According to Knowles (1980,1984), there are six assumptions based on an adult learner:

 – As a person matures his or her self-concept moves from that of dependent personality toward one of a self-directing human being.

– An adult accumulates a growing reservoir of experience, which is a rich resource for learning.

– The readiness of an adult to learn is closely related to the developmental task of his or her social role.

-There is change in time perspective as people mature-from future application of knowledge to immediacy of application. Thus, an adult is more problem centered than subjective centered in learning.

-The most potent motivations are internal rather than external.

– Adults need to know why they learn something. (Merriam, Caffarella, & Baumgartner, 2007, p. 84).

I have learned many things about my assumptions that I made and the beliefs that I held about experience and learning. First, learning through experiences begins with the first breath and takes place in all environments serving different purposes and needs. As Merriam, Caffarella, & Baumgartner (2007) reported, “Clearly, people learn from experience” (p. 163). Second, my learning can be seen as transformational as Mezirow described, “the process of using a prior interpretation to construe a new or a revised interpretation of the meaning of one’s experience in order to guide future actions” (Merriam, Caffarella, & Baumgartner, 2007, p. 132), as in my essay of learning new medical applications and techniques and being able to care for my mother properly. Through this learning, I was able to make meaning from my experiences (Kasworm, Rose and Ross-Gordon, 2010, para. 17). I can see humanistic learning as a result of my emotions and being goal oriented which increased my self-concept and self-esteem when I learned how to paint scenic scenes in acrylic. This showed me that my feelings directed my learning beliefs. Lastly, constructivism learning is apparent by my social environment influences as Merriam, Caffarella, & Baumgartner (2007) mentioned, “Consequently, learning occurs through dialogue, collaborative learning, and cooperative learning” (p. 292). This can be seen in my essay about a co-worker.
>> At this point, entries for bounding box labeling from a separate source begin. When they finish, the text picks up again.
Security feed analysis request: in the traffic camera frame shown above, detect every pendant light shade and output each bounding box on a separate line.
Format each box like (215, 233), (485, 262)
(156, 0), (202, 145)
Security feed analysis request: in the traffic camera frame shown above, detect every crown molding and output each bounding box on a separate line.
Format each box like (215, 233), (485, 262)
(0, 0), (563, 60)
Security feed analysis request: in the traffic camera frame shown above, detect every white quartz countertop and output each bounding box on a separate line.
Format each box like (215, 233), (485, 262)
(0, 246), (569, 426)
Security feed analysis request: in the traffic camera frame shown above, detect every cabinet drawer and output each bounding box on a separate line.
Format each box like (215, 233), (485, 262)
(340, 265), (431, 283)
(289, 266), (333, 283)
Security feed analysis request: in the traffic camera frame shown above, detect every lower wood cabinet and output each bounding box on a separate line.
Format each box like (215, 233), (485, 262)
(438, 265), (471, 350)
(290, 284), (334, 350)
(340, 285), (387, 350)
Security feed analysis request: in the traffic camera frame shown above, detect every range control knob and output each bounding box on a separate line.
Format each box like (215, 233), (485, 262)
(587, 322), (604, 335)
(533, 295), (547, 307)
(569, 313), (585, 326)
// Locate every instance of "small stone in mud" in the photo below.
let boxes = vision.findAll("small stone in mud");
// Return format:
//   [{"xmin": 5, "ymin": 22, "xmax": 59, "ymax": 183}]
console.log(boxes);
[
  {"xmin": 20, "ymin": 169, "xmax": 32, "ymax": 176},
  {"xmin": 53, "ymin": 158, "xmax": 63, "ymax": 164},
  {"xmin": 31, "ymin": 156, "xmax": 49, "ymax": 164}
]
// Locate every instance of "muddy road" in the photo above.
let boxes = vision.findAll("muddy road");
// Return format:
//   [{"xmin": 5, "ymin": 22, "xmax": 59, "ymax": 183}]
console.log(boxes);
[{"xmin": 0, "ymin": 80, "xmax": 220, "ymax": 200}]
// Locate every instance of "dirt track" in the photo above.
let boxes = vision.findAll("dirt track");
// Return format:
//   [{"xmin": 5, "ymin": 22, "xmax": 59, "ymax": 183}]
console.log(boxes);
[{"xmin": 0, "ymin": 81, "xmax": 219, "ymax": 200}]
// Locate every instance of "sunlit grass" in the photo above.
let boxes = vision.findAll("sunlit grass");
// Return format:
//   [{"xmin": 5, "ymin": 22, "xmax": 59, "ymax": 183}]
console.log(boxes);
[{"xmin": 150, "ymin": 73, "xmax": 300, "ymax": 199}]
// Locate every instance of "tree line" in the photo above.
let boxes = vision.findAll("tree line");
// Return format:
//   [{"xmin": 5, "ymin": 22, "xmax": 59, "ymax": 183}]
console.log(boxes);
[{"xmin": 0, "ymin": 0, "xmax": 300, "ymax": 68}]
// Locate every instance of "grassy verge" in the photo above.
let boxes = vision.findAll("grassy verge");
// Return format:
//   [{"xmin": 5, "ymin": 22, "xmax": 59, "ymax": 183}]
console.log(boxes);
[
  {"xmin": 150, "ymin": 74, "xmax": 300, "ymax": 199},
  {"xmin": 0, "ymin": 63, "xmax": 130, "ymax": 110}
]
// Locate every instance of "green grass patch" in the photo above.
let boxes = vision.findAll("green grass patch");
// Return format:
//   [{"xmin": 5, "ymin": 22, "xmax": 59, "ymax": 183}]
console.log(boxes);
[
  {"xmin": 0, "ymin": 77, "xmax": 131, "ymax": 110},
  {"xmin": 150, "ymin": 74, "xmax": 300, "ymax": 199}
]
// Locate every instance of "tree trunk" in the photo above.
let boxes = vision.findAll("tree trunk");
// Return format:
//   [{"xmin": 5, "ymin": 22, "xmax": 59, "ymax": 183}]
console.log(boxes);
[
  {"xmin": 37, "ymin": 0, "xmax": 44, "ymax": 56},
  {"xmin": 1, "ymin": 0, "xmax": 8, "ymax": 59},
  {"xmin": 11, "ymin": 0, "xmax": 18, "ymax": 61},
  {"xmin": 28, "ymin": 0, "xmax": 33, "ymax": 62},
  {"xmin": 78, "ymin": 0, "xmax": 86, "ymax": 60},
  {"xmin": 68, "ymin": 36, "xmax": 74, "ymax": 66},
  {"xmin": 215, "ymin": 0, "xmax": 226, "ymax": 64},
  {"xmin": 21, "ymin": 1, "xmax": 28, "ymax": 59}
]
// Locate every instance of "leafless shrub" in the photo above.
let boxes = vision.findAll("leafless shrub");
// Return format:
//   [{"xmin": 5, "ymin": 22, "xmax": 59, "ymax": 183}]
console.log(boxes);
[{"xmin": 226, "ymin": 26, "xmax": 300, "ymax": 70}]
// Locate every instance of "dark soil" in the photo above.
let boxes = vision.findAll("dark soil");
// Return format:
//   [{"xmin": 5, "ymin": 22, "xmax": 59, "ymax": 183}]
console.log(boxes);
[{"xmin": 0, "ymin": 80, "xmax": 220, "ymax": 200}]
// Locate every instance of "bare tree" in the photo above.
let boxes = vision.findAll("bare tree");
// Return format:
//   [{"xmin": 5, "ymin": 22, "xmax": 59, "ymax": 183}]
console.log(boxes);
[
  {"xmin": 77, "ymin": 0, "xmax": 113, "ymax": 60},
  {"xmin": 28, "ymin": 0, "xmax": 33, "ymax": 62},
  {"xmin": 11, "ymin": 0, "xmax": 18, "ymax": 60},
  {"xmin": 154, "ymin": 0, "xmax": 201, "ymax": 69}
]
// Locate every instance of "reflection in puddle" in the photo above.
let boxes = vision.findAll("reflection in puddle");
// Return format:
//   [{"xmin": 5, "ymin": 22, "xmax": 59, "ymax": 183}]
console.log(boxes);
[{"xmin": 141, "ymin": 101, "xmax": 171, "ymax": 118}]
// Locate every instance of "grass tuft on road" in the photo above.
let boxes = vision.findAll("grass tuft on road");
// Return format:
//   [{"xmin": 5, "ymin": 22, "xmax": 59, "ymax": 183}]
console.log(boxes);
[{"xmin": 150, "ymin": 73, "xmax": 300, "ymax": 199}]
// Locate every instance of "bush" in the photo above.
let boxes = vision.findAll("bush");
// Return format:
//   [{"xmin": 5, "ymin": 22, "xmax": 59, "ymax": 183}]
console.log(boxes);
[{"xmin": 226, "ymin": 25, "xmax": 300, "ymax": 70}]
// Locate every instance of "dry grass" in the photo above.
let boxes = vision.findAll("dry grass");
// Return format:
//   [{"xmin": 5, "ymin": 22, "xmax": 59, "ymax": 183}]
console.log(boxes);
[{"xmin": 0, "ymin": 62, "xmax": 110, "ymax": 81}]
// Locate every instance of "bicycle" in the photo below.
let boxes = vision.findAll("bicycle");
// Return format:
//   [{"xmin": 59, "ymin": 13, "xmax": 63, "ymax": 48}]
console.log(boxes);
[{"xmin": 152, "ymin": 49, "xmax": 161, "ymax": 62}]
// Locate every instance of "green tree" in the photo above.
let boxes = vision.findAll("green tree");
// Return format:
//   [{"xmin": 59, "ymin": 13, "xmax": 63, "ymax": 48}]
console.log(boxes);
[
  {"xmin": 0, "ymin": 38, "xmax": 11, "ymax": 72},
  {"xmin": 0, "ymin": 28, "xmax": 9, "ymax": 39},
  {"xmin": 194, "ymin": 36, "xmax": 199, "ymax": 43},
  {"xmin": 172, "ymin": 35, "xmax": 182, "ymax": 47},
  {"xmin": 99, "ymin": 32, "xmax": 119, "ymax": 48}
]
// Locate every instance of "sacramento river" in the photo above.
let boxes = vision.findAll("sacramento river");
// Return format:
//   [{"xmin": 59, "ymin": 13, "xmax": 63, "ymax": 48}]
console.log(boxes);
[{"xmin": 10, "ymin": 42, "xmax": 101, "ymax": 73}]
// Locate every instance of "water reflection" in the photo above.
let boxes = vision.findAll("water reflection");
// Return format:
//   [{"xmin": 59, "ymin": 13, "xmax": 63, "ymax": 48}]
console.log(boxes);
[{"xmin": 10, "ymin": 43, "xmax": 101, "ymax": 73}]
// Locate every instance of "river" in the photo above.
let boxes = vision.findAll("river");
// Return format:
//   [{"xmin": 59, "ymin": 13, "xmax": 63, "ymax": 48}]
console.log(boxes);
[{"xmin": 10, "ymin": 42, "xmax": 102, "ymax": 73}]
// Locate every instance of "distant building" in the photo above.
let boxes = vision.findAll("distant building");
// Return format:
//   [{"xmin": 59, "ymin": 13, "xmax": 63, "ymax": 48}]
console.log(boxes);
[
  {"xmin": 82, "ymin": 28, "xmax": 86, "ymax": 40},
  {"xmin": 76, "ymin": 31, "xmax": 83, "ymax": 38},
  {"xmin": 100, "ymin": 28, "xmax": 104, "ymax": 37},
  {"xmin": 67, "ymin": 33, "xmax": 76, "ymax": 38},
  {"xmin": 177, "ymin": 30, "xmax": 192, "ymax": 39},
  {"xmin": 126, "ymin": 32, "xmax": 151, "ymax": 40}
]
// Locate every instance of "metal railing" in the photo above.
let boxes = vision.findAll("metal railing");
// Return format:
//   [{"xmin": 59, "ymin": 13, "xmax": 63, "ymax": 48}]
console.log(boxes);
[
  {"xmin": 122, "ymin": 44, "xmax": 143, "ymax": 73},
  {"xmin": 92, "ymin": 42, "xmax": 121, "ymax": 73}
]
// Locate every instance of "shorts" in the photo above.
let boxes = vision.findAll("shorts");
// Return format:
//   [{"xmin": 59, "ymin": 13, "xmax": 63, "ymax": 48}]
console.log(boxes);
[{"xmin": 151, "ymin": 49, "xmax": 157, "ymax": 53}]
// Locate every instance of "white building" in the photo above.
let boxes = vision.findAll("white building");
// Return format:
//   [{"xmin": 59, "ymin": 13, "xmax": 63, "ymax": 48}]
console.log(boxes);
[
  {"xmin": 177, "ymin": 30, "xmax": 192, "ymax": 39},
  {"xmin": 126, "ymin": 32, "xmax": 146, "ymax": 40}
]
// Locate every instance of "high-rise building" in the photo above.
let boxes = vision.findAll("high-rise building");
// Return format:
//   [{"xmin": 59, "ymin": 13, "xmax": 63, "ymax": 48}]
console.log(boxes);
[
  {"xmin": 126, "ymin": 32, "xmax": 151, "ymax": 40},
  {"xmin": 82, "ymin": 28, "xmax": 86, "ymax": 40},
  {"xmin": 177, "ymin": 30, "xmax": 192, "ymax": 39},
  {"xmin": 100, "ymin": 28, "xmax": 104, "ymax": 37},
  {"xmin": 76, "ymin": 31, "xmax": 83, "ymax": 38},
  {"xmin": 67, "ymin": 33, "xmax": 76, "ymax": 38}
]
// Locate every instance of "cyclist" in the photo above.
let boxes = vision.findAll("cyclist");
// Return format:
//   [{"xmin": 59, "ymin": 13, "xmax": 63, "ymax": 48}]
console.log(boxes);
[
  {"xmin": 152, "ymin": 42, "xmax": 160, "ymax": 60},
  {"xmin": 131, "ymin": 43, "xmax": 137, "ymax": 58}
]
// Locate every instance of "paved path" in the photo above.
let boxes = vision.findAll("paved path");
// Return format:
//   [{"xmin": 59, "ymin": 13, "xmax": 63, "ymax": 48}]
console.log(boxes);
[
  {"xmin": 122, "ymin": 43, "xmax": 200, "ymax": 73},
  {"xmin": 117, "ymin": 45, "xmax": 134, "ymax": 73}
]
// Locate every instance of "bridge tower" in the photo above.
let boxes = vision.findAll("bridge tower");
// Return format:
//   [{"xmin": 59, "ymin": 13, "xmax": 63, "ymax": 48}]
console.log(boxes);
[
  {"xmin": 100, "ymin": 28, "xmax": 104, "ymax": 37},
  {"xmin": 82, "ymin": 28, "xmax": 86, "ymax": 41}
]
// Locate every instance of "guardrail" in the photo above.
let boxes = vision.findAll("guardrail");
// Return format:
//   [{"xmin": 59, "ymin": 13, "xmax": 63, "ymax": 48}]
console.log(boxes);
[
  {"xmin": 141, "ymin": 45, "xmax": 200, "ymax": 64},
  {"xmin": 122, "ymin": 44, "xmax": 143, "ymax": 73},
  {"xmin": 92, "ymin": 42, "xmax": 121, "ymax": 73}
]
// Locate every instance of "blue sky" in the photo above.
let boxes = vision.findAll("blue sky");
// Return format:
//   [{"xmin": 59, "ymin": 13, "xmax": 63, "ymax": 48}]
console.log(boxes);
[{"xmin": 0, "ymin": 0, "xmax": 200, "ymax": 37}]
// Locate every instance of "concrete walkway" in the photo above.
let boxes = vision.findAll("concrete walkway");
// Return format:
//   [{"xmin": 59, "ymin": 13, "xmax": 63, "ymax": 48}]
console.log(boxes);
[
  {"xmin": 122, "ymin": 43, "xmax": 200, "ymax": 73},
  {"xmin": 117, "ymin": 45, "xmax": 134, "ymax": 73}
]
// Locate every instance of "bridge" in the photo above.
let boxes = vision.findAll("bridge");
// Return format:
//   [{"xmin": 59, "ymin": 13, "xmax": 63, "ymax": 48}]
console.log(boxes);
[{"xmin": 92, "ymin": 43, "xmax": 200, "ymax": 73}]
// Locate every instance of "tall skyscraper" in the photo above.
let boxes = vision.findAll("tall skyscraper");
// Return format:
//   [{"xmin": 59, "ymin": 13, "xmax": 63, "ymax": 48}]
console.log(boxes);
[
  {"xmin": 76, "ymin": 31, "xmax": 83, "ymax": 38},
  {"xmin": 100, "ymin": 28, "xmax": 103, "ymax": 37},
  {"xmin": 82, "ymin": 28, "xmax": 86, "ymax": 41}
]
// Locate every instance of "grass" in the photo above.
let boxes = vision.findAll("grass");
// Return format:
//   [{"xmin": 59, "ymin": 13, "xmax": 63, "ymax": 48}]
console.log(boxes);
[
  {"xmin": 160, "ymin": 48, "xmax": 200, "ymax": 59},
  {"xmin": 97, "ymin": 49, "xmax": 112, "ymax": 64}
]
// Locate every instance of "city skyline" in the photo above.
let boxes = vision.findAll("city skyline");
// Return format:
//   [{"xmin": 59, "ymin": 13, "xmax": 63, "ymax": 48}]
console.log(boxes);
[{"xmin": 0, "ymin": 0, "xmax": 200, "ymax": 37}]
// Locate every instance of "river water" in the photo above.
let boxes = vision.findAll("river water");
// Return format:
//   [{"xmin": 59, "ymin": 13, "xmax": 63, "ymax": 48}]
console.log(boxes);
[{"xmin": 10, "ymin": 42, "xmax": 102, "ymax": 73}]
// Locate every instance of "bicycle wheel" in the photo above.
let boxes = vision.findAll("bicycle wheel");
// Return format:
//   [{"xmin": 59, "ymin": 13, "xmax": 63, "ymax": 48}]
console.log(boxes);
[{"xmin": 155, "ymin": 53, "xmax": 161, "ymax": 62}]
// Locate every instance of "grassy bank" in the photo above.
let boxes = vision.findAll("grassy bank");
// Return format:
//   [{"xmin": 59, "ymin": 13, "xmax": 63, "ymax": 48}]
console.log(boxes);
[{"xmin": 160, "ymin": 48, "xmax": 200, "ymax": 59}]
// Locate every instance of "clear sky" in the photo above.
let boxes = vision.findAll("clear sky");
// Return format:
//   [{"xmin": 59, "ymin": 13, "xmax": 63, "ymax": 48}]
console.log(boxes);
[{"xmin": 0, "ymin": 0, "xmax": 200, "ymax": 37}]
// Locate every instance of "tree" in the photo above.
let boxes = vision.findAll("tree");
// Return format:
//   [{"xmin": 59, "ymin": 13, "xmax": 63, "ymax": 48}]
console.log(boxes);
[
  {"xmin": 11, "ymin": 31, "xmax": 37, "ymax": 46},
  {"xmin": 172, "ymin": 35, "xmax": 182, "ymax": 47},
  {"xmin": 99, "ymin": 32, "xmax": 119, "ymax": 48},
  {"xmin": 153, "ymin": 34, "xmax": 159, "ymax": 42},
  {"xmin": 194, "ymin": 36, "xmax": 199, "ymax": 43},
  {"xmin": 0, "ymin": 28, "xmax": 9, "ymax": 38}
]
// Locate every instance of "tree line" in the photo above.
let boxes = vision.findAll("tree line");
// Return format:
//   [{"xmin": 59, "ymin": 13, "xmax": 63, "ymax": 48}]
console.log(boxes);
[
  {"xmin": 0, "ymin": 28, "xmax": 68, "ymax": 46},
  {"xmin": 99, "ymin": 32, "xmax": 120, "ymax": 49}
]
I became more conscious of those assumptions and beliefs in regards to communication. Without the transfer of information whether it be watching a television show, listening to a nurse explain how to’s, or discussing a dilemma, learning cannot be fully accomplished. Freire (1993) stated, “Yet only through communication can human life hold meaning” This exercise has confirmed my assumptions and beliefs in how, when, why and what I learn.


Boud, D. & Feletti, G. (1991). The problem with problem based learning. Retrieved September 25, 2013, from

Freire, P. (1993). Pedagogy of the oppressed. Rev. 30th Anniversary ed. New York: Continuum. Retrieved September 28, 2013, from <;.

Kasworm, C., Rose, A. and Ross-Gordon, J.M. (2010). Handbook of Adult and Continuing Education. Thousand Oaks: Sage Publications, Inc.

Merriam, S.B., Caffarella, R.S. & Baumgartner, L.M. (2007). Learning in Adulthood: A   Comprehensive Guide (3rd Ed.). San Francisco, CA: Jossey-Bass.